When this "Scheduled File Downloads" category flow for "Project Alpha" runs successfully for a new file:

  • Logs: Detailed logs in the Prefect UI and worker console, tracing the download, hashing, local storage of the file and its JSON manifest, and Prefect UI artifact creation steps.
  • Local File Storage (in Worker):
    • The downloaded file will be stored in a path similar to: /app/local_demo_artifacts/downloads/project_alpha_demo_files/<SHA256_HASH>/<original_filename>
    • (If you have volume-mapped a host directory like ./data/project_alpha_demo_outputs/downloads/ to the worker's /app/local_demo_artifacts/downloads/ via docker-compose.yml, you can browse these files on your host machine.)

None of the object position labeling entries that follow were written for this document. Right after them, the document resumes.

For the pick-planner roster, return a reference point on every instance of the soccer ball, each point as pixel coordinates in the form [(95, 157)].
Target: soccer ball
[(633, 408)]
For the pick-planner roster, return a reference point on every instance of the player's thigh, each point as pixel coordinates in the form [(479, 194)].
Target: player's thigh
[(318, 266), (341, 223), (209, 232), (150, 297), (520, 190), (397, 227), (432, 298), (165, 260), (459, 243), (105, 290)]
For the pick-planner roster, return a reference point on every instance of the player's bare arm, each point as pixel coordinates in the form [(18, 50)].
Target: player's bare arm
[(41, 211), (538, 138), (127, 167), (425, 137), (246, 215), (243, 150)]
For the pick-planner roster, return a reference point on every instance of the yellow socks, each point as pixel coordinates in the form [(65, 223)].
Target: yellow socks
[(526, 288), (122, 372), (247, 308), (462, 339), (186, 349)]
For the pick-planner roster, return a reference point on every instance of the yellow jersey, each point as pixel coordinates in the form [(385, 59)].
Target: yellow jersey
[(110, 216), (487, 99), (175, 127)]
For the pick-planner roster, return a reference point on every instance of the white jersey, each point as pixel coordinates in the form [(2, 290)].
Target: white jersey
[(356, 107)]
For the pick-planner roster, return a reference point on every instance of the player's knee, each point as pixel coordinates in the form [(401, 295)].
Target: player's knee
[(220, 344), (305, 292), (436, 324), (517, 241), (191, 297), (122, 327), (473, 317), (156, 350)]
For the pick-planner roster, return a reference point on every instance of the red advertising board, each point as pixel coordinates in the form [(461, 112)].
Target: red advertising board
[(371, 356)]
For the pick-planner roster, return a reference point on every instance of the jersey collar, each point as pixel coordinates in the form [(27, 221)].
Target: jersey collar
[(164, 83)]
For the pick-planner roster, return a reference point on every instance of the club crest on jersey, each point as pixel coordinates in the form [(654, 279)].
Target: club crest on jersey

  • Local JSON Manifest File (in Worker):
    • A JSON file named <original_filename>.manifest.json will be created in the same directory as the downloaded file above (i.e., within the <SHA256_HASH> subdirectory). It will contain structured metadata about the downloaded file based on the DemoFileManifestEntry Pydantic model.
  • Prefect UI Artifact:
    • A Markdown artifact will appear on the flow run's page in the Prefect UI. This artifact will summarize the downloaded file's details (source URL, hash, size, content type) and include the worker paths to both the stored document and its local JSON manifest file.

This example showcases a complete local ingestion pipeline for files, including content hashing for idempotency principles, local CAS-like storage for demo purposes, local JSON manifest generation, and rich observability through Prefect artifacts.